Comédie romantique, car nous suivons les tribulations parfois loufoques d’un couple fiancé depuis sept ans : Edward et Molly. Edward, incarné par le charismatique Gonçalo Waddington, résidant en Asie, échappe sans cesse à sa fiancée qu’il n’a pas revue depuis des années et qui souhaite renouer avec lui. Molly, décidée à retrouver Edward, se lance sur ses traces. En franchissant frontières et obstacles, elle croise à son tour les mêmes personnages, fait face aux mêmes péripéties, et se confronte aux dilemmes qu’il a connus avant elle. Cette dynamique de romance en « chat et souris », rappelant à la fois Marivaux et Proust, constitue l’un des ressorts comiques et narratifs centraux de GRAND TOUR.

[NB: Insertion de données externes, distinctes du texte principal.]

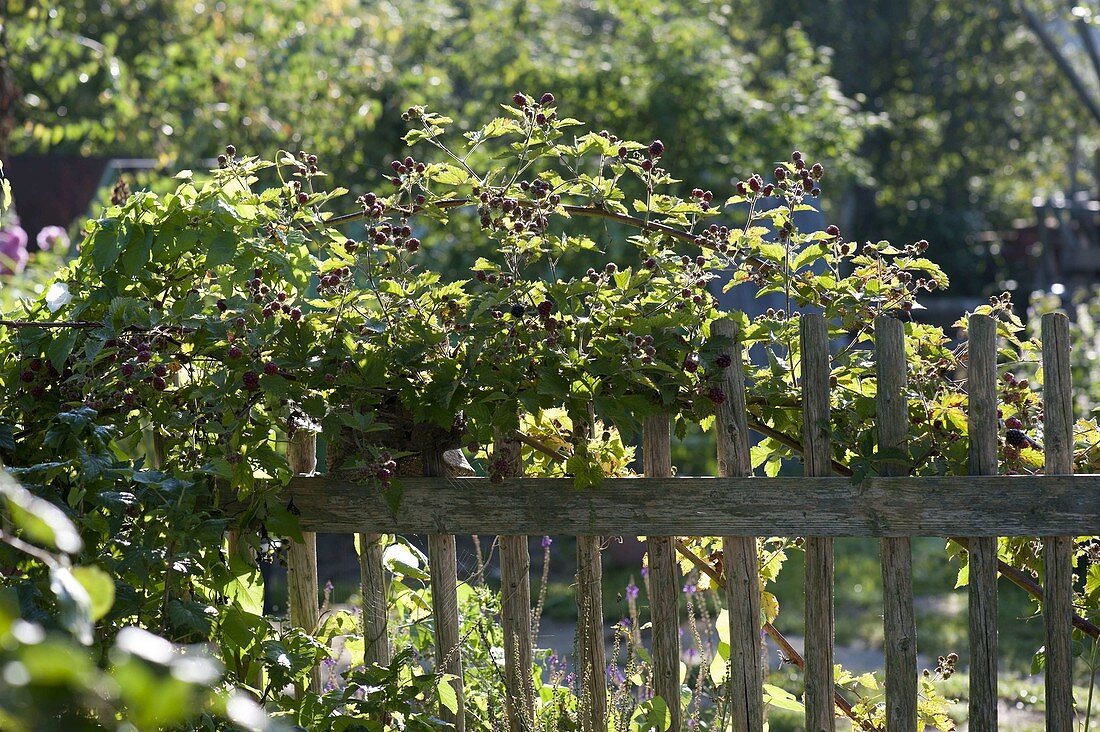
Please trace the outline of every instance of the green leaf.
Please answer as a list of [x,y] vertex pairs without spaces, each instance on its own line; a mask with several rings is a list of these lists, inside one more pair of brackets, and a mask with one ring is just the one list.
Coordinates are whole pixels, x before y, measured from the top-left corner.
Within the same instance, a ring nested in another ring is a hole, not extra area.
[[84,645],[92,643],[92,598],[68,567],[50,569],[50,592],[57,598],[58,621]]
[[88,592],[91,599],[92,621],[106,615],[115,604],[115,581],[111,575],[96,566],[73,567],[73,577]]
[[68,554],[76,554],[83,548],[76,526],[60,508],[31,495],[3,472],[0,472],[0,496],[24,539]]
[[458,694],[451,686],[451,679],[453,678],[450,674],[443,674],[439,677],[439,683],[435,685],[435,688],[439,693],[440,706],[446,708],[451,714],[458,714]]

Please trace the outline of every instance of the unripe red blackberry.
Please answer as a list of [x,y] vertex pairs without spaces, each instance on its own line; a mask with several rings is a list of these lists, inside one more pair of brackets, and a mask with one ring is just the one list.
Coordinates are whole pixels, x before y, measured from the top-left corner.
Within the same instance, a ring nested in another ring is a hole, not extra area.
[[695,360],[694,356],[688,356],[684,359],[684,371],[689,374],[694,374],[699,370],[699,362]]
[[228,155],[229,157],[233,157],[234,155],[237,154],[237,148],[233,145],[226,145],[225,146],[225,154]]
[[164,391],[168,388],[168,382],[164,380],[163,376],[153,377],[153,388],[157,391]]
[[515,305],[512,306],[512,309],[509,312],[512,314],[513,318],[522,318],[524,312],[526,312],[526,309],[517,302]]
[[825,233],[829,236],[840,236],[840,227],[836,224],[829,224],[825,227]]
[[517,107],[522,108],[527,106],[527,96],[524,95],[522,92],[516,92],[515,94],[513,94],[512,101]]
[[554,103],[554,95],[550,92],[543,92],[542,97],[539,98],[539,104],[546,107]]
[[604,272],[607,272],[608,274],[615,274],[617,271],[619,271],[619,266],[614,262],[608,262],[606,265],[604,265],[603,269]]
[[665,143],[660,140],[654,140],[649,143],[649,154],[655,158],[659,158],[665,154]]
[[217,306],[218,306],[218,310],[220,310],[220,311],[221,311],[221,312],[223,312],[223,313],[224,313],[224,312],[225,312],[226,310],[228,310],[228,309],[229,309],[229,306],[228,306],[228,305],[227,305],[227,304],[225,303],[225,300],[222,300],[222,299],[220,299],[220,298],[218,299],[218,302],[217,302]]
[[134,365],[132,363],[124,363],[118,370],[127,379],[134,375]]
[[760,189],[760,193],[763,196],[770,196],[774,192],[775,192],[775,186],[772,185],[771,183],[768,183],[767,185],[765,185],[763,188]]
[[649,171],[653,170],[653,161],[652,160],[643,160],[642,161],[642,170],[644,170],[647,173]]
[[620,158],[625,158],[628,151],[627,151],[626,147],[620,146],[617,152],[618,152]]
[[554,303],[550,300],[543,300],[539,303],[538,309],[539,315],[545,318],[546,316],[550,315],[550,313],[554,312]]
[[268,376],[278,376],[279,366],[274,361],[268,361],[264,364],[264,373]]
[[787,169],[780,165],[772,171],[772,174],[775,176],[776,180],[785,180],[787,178]]
[[414,200],[414,202],[416,203],[417,206],[423,206],[424,202],[427,201],[428,199],[425,198],[423,193],[417,193],[416,198],[413,199],[413,200]]
[[543,114],[542,112],[539,112],[538,114],[536,114],[535,115],[535,124],[537,124],[537,125],[546,124],[546,115]]
[[46,395],[46,389],[41,384],[35,384],[31,387],[31,396],[35,399],[41,399]]
[[692,188],[691,189],[691,197],[692,198],[702,198],[703,197],[703,189],[702,188]]
[[22,380],[22,382],[24,384],[29,384],[32,381],[34,381],[34,372],[28,369],[28,370],[24,371],[23,373],[19,374],[19,378],[20,378],[20,380]]
[[260,375],[257,374],[255,371],[245,371],[242,382],[244,383],[244,388],[246,389],[258,389],[260,387]]
[[390,236],[386,232],[384,232],[384,231],[374,232],[374,243],[377,244],[378,246],[382,246],[383,244],[385,244],[389,240],[390,240]]
[[824,166],[822,166],[821,163],[814,163],[810,168],[810,175],[814,180],[821,180],[822,176],[825,175]]
[[415,237],[412,238],[412,239],[409,239],[408,241],[405,242],[405,249],[407,251],[415,252],[419,248],[420,248],[420,240],[415,238]]
[[412,155],[406,155],[403,162],[405,163],[406,168],[412,168],[416,165],[416,161],[413,160]]
[[153,367],[154,376],[165,376],[168,373],[168,367],[162,363],[158,363]]
[[138,351],[137,360],[141,363],[149,363],[149,359],[153,357],[153,354],[147,350]]
[[737,181],[737,185],[734,186],[734,190],[736,190],[738,195],[741,195],[741,196],[748,193],[748,188],[745,186],[745,181],[743,181],[743,180]]
[[298,194],[298,203],[305,204],[305,203],[308,203],[308,202],[309,202],[309,194],[308,193],[302,192],[302,193]]
[[714,359],[714,365],[720,369],[728,369],[733,363],[733,359],[728,353],[719,353]]
[[650,257],[645,261],[645,267],[646,269],[657,269],[657,260],[653,257]]
[[724,404],[726,402],[726,392],[720,386],[712,386],[707,390],[707,399],[715,404]]
[[219,155],[218,156],[218,165],[220,165],[221,167],[224,168],[225,164],[228,163],[228,162],[229,162],[229,158],[225,157],[224,155]]
[[1019,417],[1009,417],[1005,420],[1005,426],[1013,430],[1022,430],[1024,423],[1020,421]]
[[[235,360],[235,359],[241,358],[242,356],[244,356],[244,351],[242,351],[239,347],[237,347],[237,346],[230,346],[229,347],[229,357],[230,358]],[[129,365],[129,364],[127,364],[127,365]],[[125,366],[123,366],[123,368],[125,368]]]
[[802,153],[800,153],[798,150],[795,150],[793,153],[791,153],[791,160],[798,162],[801,159]]

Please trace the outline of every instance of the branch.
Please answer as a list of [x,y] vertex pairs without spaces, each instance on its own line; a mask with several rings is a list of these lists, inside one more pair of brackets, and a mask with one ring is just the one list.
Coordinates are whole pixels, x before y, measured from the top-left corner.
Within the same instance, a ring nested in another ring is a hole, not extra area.
[[[1070,3],[1072,7],[1074,3]],[[1100,80],[1100,48],[1096,45],[1096,36],[1093,35],[1092,26],[1083,18],[1077,19],[1074,23],[1077,26],[1077,34],[1081,36],[1081,40],[1085,44],[1085,50],[1088,51],[1089,60],[1092,61],[1092,70],[1096,74],[1097,80]]]
[[1085,82],[1077,74],[1077,71],[1070,65],[1069,60],[1058,48],[1058,44],[1054,38],[1047,32],[1046,27],[1043,26],[1043,22],[1037,15],[1027,7],[1026,0],[1017,3],[1020,8],[1020,12],[1024,16],[1024,20],[1027,22],[1031,31],[1039,38],[1039,42],[1043,44],[1043,48],[1046,49],[1047,54],[1057,64],[1059,71],[1069,80],[1070,86],[1077,92],[1077,96],[1081,98],[1085,107],[1098,123],[1100,123],[1100,102],[1097,102],[1093,98],[1092,93],[1085,86]]

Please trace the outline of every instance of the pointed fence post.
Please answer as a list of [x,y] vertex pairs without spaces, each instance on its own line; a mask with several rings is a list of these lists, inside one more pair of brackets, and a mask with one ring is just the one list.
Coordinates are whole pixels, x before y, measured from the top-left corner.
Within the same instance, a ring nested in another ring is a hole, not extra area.
[[[971,315],[966,390],[970,474],[997,473],[997,323]],[[970,719],[973,732],[997,730],[997,537],[967,541],[970,559]]]
[[[829,329],[825,318],[804,313],[802,357],[802,462],[807,476],[832,475],[829,443]],[[833,540],[806,537],[806,729],[833,732]]]
[[[880,452],[907,447],[909,400],[906,396],[905,325],[895,318],[875,318],[878,377],[878,446]],[[881,460],[882,475],[905,475],[906,460]],[[886,727],[917,728],[917,631],[913,620],[913,551],[909,537],[882,539],[883,624],[886,650]]]
[[[752,475],[748,415],[745,412],[745,356],[734,324],[719,320],[714,335],[730,340],[730,366],[722,374],[724,402],[715,409],[714,432],[718,448],[718,475]],[[764,728],[764,678],[761,662],[760,568],[756,537],[722,537],[729,614],[729,698],[733,728],[759,732]]]
[[[1043,443],[1047,475],[1073,473],[1073,384],[1069,318],[1043,316]],[[1048,732],[1073,730],[1073,537],[1043,537]]]
[[387,580],[382,566],[382,534],[359,534],[359,583],[363,594],[363,663],[388,666]]
[[[295,475],[312,475],[317,469],[317,435],[297,430],[287,444],[287,462]],[[317,534],[302,532],[302,541],[291,541],[286,558],[286,581],[290,593],[290,623],[307,633],[317,630],[321,617],[317,582]],[[320,669],[310,673],[309,689],[321,691]]]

Récit de voyage, car, tandis qu’Edward s’évade d’un lieu à l’autre, le spectateur est projeté (presque de force) dans un nouvel univers à chaque passage de frontière. Ce déplacement se traduit par un changement de langue du narrateur à chaque pays traversé et par de rares images en couleur marquant une coupure ou une introduction à un nouvel environnement culturel. Ce contraste entre couleur et noir et blanc, ce dernier accompagnant le fil principal de l’intrigue, suscite une interrogation visuelle : les passages colorés semblent appartenir à un registre différent – quasi documentaire – avec un effet de found footage1Film où l’action est filmée par une ou plusieurs caméras intra-diégétiques. conférant un réalisme cru et immédiat aux scènes.

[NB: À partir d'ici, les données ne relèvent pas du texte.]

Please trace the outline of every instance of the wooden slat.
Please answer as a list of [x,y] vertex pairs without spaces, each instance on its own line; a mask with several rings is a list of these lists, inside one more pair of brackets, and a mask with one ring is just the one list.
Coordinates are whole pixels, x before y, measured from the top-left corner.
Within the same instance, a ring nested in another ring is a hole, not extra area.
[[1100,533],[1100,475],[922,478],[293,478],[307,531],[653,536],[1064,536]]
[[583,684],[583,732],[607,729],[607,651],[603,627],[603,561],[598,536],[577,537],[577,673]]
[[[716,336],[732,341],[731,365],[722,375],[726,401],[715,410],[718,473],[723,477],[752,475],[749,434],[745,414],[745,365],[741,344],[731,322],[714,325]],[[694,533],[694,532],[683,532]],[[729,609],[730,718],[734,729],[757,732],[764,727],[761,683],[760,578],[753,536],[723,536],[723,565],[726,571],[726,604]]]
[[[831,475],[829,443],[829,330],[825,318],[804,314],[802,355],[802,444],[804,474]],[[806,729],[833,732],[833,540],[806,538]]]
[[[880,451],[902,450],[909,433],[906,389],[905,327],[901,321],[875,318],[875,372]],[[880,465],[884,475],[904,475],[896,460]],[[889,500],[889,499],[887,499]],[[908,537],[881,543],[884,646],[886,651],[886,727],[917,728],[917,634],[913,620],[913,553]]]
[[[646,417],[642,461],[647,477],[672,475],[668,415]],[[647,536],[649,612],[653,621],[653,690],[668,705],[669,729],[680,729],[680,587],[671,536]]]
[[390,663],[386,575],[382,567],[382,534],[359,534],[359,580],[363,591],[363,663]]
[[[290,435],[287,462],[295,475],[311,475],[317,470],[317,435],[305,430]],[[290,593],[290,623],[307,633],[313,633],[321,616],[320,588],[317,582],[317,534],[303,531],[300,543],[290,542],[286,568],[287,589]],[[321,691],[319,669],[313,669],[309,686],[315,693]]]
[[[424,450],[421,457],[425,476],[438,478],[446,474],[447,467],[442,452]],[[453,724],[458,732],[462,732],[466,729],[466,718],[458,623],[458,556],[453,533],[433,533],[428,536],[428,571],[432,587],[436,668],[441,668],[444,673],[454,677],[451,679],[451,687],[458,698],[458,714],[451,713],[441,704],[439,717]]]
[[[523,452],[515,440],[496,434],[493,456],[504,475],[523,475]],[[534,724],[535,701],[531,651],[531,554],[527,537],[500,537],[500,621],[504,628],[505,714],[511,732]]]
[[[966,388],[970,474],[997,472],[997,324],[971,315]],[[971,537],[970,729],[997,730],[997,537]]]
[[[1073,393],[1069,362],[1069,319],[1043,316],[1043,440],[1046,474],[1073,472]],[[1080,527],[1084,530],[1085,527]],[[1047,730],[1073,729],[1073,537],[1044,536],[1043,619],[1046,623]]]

Gomes compose donc une œuvre singulière, entre poésie et réalisme. GRAND TOUR est avant tout une expérience visuelle, au point de parfois sacrifier l’appréciation d’une trame narrative plus étoffée. Les personnages, surtout Edward, ont des dialogues très réduits ; pourtant, grâce à un jeu d’acteur sobre mais intense, Waddington parvient brillamment à exprimer les doutes et transformations de son personnage. Néanmoins, le rythme contemplatif du film peut créer un sentiment de lenteur. Chaque lieu visité dévoile bien plus que des paysages : il révèle un univers émotionnel complexe qui exige une exposition prolongée, avec de longs plans sur des scènes du quotidien local. Cela s’inscrit dans une démarche de réalisme exacerbé, et se manifeste particulièrement dans l’usage constant mais maîtrisé du noir et blanc pour toutes les scènes impliquant les protagonistes. Ce choix stylistique, qui se prête à de multiples interprétations, sublime et confère un effet « cinématographique » à chaque scène, intensifiant l’expérience visuelle.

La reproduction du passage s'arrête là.